John and Nadine receive a call from Mr Tiru. Mr Tiru is processing their flight tickets for a business trip to one of the islands.

John’s mobile: Bringg Bringggg

John: ‘Hello’

Mr Tiru (shouting): (Something in Swahili).. Tiru.. (Something else in Swahili).

John with mobile a foot from ear: ‘Hello Mr Tiru. How are you?’

Mr Tiru (shouting): Hello Mr John, where are you?

John: Jane’s house.

Mr Tiru (shouting): Yes… Where are you please?

John: Pause… …Jane’s House Mr Tiru. The house of Jane. You know Jane. She is our boss.

Mr Tiru (shouting): Yes yes. Jane. Your wife. I am processing her plane ticket. (Shouting much louder) Where are you!

John: No Mr Tiru Nadine is my wife. Jane is my boss. We are at Jane’s house. We are at the house of Jane.

Mr Tiru: Pause…Please tell me where are you!

John: Where should we be Mr Tiru?

Mr Tiru: Pause…..(shouting) Are you at the college? (where we work)

John: No Mr Tiru, but we can be there in 20 minutes.

Mr Tiru: Pause…..

John: Mr Tiru?

Mr Tiru: Pause….. (shouting) I am at the college. Tell me where you are?

John: We can come to the college in 20 minutes.

Mr Tiru (shouting): You are here?

John: No Mr Tiru we..

Mr Tiru (shouting): You are here?

John. We are coming Mr. Tiru. Stay there, please.

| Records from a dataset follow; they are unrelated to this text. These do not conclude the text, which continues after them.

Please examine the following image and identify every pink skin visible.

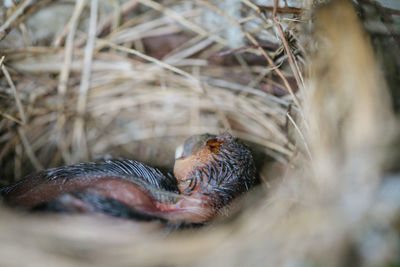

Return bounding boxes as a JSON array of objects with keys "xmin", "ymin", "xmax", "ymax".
[{"xmin": 4, "ymin": 135, "xmax": 241, "ymax": 223}]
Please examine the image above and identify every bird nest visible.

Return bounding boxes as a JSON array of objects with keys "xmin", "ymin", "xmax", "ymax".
[{"xmin": 0, "ymin": 0, "xmax": 400, "ymax": 266}]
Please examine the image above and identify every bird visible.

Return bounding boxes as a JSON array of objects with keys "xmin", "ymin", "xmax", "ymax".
[{"xmin": 0, "ymin": 132, "xmax": 256, "ymax": 225}]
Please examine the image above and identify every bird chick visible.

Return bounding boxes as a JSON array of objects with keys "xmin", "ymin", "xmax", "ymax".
[{"xmin": 0, "ymin": 133, "xmax": 256, "ymax": 223}]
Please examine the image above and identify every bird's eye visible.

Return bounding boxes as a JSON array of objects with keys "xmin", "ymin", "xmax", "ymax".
[{"xmin": 206, "ymin": 139, "xmax": 222, "ymax": 153}]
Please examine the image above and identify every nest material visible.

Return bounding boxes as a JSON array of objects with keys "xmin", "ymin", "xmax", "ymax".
[{"xmin": 0, "ymin": 0, "xmax": 400, "ymax": 266}]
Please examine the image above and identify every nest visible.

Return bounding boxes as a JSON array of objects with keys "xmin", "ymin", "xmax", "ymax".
[{"xmin": 0, "ymin": 0, "xmax": 400, "ymax": 266}]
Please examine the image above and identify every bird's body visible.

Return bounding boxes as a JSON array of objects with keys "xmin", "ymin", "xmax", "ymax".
[{"xmin": 0, "ymin": 134, "xmax": 255, "ymax": 223}]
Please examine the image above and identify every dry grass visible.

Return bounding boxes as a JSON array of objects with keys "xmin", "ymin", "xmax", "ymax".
[{"xmin": 0, "ymin": 0, "xmax": 400, "ymax": 266}]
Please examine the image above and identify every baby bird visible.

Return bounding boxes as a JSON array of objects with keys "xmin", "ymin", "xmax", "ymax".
[{"xmin": 0, "ymin": 133, "xmax": 256, "ymax": 224}]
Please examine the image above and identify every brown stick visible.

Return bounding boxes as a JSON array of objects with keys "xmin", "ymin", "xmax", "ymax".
[{"xmin": 272, "ymin": 0, "xmax": 302, "ymax": 91}]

Mr Tiru (shouting): I wait for you. Come to me. Badaaye (‘see you soon’).

John: See ….  (Mr Tiru hangs up).

 

John and Nadine arrive at the college hot and sweating profusely after a 20 minute dash on bikes in the midday sun. The college is silent. A cow is grazing on the flowers planted last week at the main entrance. There is no Mr Tiru. John calls Mr Tiru.

Mr Tiru (shouting): Naam? (yes?)

John: Hello Mr Tiru. Where are you?

Mr Tiru (shouting): I am here.

John (looking left and right): Where Mr Tiru? The college?

Mr Tiru (shouting): No.

John: Pause….. We are at the college Mr Tiru. Where are you?

Mr Tiru (shouting): I have your plane tickets.

John: Yes Mr Tiru. Are you coming to the college?

Mr Tiru (shouting): Come to me tomorrow. Badaaye.

John: Where are you Mr Tiru….?

Mr Tiru hangs up.

Nadine gazes to the heavens. . . John kicks a passing chicken into the scrub grass.